As part of KidsTLC’s healing community, you’ve probably heard about some of the experiences of children in our care. I’d like to share with you about some other very important people that your support is impacting—parents and caregivers. Each week, I have the privilege of interacting with those who have children living on our campus. I hear about their most challenging days and see them in their most vulnerable moments. I watch their journeys as they learn more about themselves and begin to understand why they parent the way that they do.
Recently, I met a mother named Samantha. She decided to become a foster parent, and after a year of caring for a three-year-old girl named Bethany, she completed the adoption process. Bethany had a difficult start to life, beginning before she was even born. Her biological mother was homeless and received no prenatal care. As a result of Bethany’s mother’s inability to care for her weeks after she was born, Bethany entered the foster care system. For the next three years, Bethany was cared for by 18 different foster families until she found a stable home with her “forever” mom, Samantha.
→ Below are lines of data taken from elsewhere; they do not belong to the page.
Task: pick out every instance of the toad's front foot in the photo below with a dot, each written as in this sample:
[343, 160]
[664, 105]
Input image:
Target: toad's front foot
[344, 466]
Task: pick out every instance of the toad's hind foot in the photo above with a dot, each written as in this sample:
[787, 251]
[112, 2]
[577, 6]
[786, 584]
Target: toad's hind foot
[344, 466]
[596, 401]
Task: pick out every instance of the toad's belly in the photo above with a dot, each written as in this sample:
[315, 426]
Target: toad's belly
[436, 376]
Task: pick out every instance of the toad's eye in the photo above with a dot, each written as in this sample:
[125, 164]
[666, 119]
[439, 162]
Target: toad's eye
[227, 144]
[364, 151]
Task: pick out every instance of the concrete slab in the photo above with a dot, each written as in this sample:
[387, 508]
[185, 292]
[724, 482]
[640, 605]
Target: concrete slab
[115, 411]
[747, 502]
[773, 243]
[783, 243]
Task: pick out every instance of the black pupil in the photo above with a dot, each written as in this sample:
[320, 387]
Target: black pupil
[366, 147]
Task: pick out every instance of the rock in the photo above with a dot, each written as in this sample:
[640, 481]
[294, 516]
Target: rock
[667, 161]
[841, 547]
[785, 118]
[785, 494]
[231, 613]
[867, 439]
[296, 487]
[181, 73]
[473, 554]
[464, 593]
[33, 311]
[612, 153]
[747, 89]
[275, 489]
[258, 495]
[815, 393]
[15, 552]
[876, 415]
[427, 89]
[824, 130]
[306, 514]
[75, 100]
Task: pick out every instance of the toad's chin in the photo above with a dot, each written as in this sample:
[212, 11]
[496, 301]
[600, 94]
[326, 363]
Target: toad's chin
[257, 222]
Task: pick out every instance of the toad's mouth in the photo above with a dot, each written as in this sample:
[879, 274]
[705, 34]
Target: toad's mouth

Samantha loved Bethany deeply. Even though she was providing a safe, nurturing home, Samantha had growing concerns about her daughter. Bethany would sometimes become inconsolable for hours, and other times seem very distant as if she wasn’t present in the room.
When Bethany entered second grade, she started having more outbursts and began individual therapy. By the time she was in fourth grade, Bethany was being sent home from school multiple days a week because she was disruptive and aggressive to teachers and classmates. Samantha worked with the school to individualize Bethany’s education and followed advice from trusted friends and family. Nothing was working. Samantha began to feel that she was failing as a parent and started to withdrawal from her family and other social connections.
Bethany’s therapist recommended she be screened for psychiatric residential treatment services, and she arrived at KidsTLC soon after. In the days after Bethany was admitted, Samantha was so physically and emotionally exhausted that she did not call or answer phone calls from her daughter. Bethany’s therapist finally convinced Samantha to attend the KidsTLC CARES parent support group. Reluctantly, Samantha clicked on the Zoom link Bethany’s therapist provided.
Samantha was surprised to be greeted warmly by the group leader and other parents. She listened as they shared their own experiences and for the first time, Samantha felt understood as other parents empathized with her challenges. No one offered advice or criticized her parenting methods. What she heard most often was, “I’ve been there,” and “I know how alone you must feel.”
Samantha returned to the KidsTLC CARES group the following week. The group talked openly about their experiences of self-blame, feeling numb, feeling apathy, and just “going through the motions.” The leader shared that this was called “blocked care,” and how it is a result of caring for children who have “blocked trust.” Samantha also learned that Bethany had experienced something called developmental trauma, and that what happened to Bethany early in her life wired her brain and nervous system in a way that made her feel scared and untrusting of good care.
Over four months of treatment at KidsTLC, Samantha and Bethany began to build trust, communicate differently and strengthen their relationship. When it was time for Bethany to come home, Samantha was nervous but also felt comfort knowing she had new parenting skills and could continue to join the KidsTLC CARES weekly meeting for support.
As part of our healing community, YOU make it possible for parents like Samantha to build the skills they need to support and connect with their children as they face some of the most difficult challenges of their lifetime. Thank you for believing in the mission of KidsTLC and helping to make a lasting impact on the children and families we serve!